Result: Effectiveness of protective vaccination was proved.
Excerpt from Original Report No. 26
Author: Doerr, R.
Title: Pappataci Fever and Dengue.
Quotation: Kolle-Kraus-Uhlenhut, Manual of Pathogenic Micro-organisms VIII/1, 501 et seq. (1930).
Purpose: Research in Etiology and Transmission of Pappataci Fever.
Experiment: II. Pappataci Fever. Page 508: “The organism circulates in the blood of the patients during the first 24 hours after the beginning of the fever. Its presence is betrayed only from the pathogenicity (infectivity) of the blood for healthy and receptive (not immune) human beings. If such an individual were to be injected with the blood of a subcutaneously feverish person he would fall ill * * * of a fever attack typical in every respect. This experiment was at first successfully performed by Doerr (1908), later by Doerr and Russ in the Hercegovina, by Birt in Malta, by Tedeschi and Napolitani in Italy, by Lepine (Three Days Fever in Syria, Bull. Soc. path. exot. 20, 251, 1927) in Syria. The experiment was repeated by Kligler and Ashner in Palestine and furnished positive results in about 35 single experiments. In this connection it must be considered that, almost without exception, the inoculated persons lived in areas free from epidemics and phlebotomus so that an accidental natural infection was out of the question from the beginning.”

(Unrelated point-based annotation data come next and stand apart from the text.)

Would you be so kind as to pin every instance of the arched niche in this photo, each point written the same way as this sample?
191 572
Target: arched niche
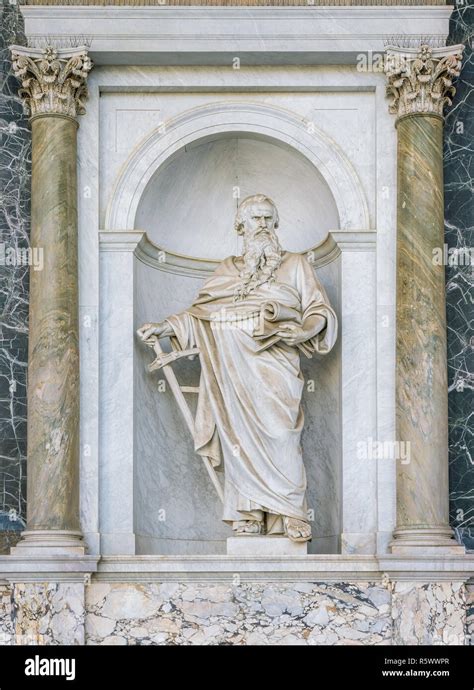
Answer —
237 119
189 204
176 510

Page 513: “But Whittingham and Rook brought infected phlebotomus from Malta to England. They succeeded in breeding imagines from the eggs of flies laid in England and infecting human beings by the bites of these flies, that is producing fever attacks. In this way, the question of where the virus of the Pappataci fever remains over the winter would apparently be answered.”
Experimental persons: About 35.
Result: Determination and confirmation of the etiology and the method of transmission.